The result is a training experience that fits into the EHS workflows your team already uses, rather than layering on a separate system to manage. As Gary McDonald, CEO of EHS Insight, put it: "EHS training creates the most impact when it's connected to the work people are doing. By offering access to more content, we're closing the gap between training and action, ensuring teams have not only the tools to manage safety, but the knowledge to excel at it."

The OpenSesame integration is available now for EHS Insight customers. Contact us to learn more about adding it to your platform.

Ready to Bring It All Together?

Ready for the type of insights that drive real learning outcomes, plus the power to track and manage all your EHS training from one dashboard? EHS Insight has a solution for your industry and your team. Contact us to learn more.

Frequently Asked Questions

What is a training management system in EHS?

A training management system (TMS) in EHS is a software platform that allows organizations to schedule, assign, deliver, and track safety and compliance training across their workforce. Unlike a general LMS, an EHS-specific TMS connects training activity to broader safety data, including incidents, inspections, and corrective actions, so compliance is managed in one centralized place.

What OSHA training is required for all employees?

OSHA requires training on any hazard an employee may be exposed to, regardless of industry. Cross-industry requirements include hazard communication (HazCom), emergency action planning, fire safety, first aid, and personal protective equipment (PPE). Additional requirements vary by industry and role, covering areas such as fall protection in construction, lockout/tagout in manufacturing, and bloodborne pathogens in healthcare.

How often does OSHA safety training need to be renewed?

Renewal frequency depends on the specific OSHA standard. Some require annual refreshers, such as bloodborne pathogens training in healthcare. Others require retraining when procedures change, new equipment is introduced, or an employee demonstrates inadequate knowledge. A training management system can automate renewal tracking and alert managers before certifications lapse.

What is the difference between an LMS and an EHS training management system?

A general LMS focuses on course delivery and completion tracking. An EHS training management system does that and more: it connects training to incident data, automates compliance workflows, supports regulatory reporting, tracks certifications with expiration alerts, and integrates with the full spectrum of EHS operations. For organizations with serious safety and compliance obligations, an EHS-specific system closes the gaps a standalone LMS leaves open.

What is the EHS Insight and OpenSesame integration?

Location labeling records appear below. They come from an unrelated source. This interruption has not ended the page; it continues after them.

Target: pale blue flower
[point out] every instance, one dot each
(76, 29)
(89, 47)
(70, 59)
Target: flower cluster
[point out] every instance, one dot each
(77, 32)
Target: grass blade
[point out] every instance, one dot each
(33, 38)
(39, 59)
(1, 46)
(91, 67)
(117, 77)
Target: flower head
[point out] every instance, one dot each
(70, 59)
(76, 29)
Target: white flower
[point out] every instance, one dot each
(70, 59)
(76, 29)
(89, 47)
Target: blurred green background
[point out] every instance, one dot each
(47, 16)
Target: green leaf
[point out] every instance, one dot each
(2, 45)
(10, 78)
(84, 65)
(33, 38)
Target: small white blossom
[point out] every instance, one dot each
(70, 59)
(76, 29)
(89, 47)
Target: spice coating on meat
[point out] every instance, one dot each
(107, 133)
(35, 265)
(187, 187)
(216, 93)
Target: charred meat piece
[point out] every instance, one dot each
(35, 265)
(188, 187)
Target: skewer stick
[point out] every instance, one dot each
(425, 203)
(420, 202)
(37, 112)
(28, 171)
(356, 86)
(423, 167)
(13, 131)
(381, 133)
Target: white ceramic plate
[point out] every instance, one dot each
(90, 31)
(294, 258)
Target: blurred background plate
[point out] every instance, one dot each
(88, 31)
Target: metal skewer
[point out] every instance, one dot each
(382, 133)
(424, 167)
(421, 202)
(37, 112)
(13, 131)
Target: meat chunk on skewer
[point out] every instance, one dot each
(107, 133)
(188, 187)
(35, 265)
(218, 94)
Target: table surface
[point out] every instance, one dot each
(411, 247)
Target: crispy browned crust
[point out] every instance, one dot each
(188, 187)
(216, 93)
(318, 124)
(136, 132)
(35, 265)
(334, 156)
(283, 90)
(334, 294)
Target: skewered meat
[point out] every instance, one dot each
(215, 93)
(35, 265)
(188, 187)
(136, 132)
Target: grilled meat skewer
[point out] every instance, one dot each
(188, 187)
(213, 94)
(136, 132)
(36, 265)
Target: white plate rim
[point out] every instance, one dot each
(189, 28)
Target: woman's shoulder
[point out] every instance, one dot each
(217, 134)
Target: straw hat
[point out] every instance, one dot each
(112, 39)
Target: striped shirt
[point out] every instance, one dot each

EHS Insight and OpenSesame have partnered to bring a library of 50,000+ online training courses directly into the EHS Insight platform. The integration allows EHS Insight customers to assign OpenSesame content based on role, location, or exposure level, track completions in real time, and connect training outcomes to safety events, all from the same platform used for incidents, inspections, and corrective actions.

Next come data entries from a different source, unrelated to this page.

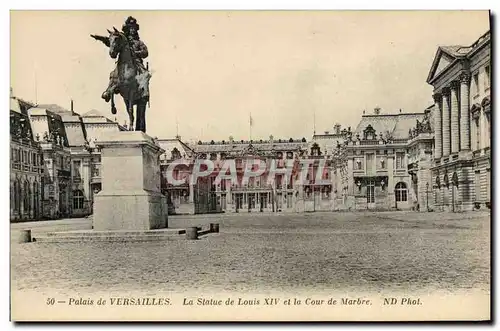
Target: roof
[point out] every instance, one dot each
(397, 125)
(75, 133)
(170, 144)
(242, 147)
(95, 116)
(20, 106)
(446, 56)
(52, 123)
(57, 109)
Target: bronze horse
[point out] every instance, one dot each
(132, 82)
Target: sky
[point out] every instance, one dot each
(293, 71)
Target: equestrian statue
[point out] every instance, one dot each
(130, 78)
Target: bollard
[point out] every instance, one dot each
(24, 236)
(192, 233)
(214, 227)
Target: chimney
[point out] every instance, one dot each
(337, 128)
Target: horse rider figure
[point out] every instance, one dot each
(139, 51)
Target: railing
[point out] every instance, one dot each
(368, 142)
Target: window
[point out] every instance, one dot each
(488, 184)
(76, 168)
(251, 200)
(478, 135)
(475, 86)
(382, 163)
(477, 185)
(486, 78)
(401, 192)
(27, 195)
(96, 170)
(17, 202)
(400, 160)
(359, 164)
(370, 191)
(369, 163)
(78, 199)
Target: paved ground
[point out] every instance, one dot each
(328, 251)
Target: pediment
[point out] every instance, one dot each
(442, 60)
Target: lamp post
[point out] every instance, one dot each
(427, 195)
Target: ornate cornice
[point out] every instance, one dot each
(464, 77)
(437, 96)
(455, 85)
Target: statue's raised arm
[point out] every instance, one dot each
(104, 40)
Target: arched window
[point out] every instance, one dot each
(401, 192)
(27, 195)
(78, 199)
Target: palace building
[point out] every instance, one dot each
(371, 164)
(461, 168)
(26, 165)
(54, 162)
(435, 160)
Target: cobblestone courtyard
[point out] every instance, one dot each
(327, 251)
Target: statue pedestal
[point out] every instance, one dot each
(130, 198)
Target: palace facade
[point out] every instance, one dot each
(435, 160)
(461, 167)
(54, 162)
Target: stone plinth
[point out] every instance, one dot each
(130, 170)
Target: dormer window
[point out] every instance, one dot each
(176, 154)
(369, 133)
(315, 150)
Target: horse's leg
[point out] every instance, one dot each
(130, 110)
(141, 116)
(113, 107)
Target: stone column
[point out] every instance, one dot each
(455, 113)
(191, 189)
(446, 122)
(438, 128)
(465, 140)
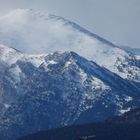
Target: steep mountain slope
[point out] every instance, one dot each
(39, 92)
(125, 127)
(34, 32)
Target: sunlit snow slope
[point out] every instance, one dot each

How does EHS Insight help with OSHA compliance training?

EHS Insight's training management module allows organizations to map required training to specific roles and hazards, schedule recurring compliance training, send automated reminders before deadlines, and generate audit-ready reports on completion status. Combined with the OpenSesame course library, EHS Insight gives teams both the infrastructure and the content to meet OSHA training mandates across industries.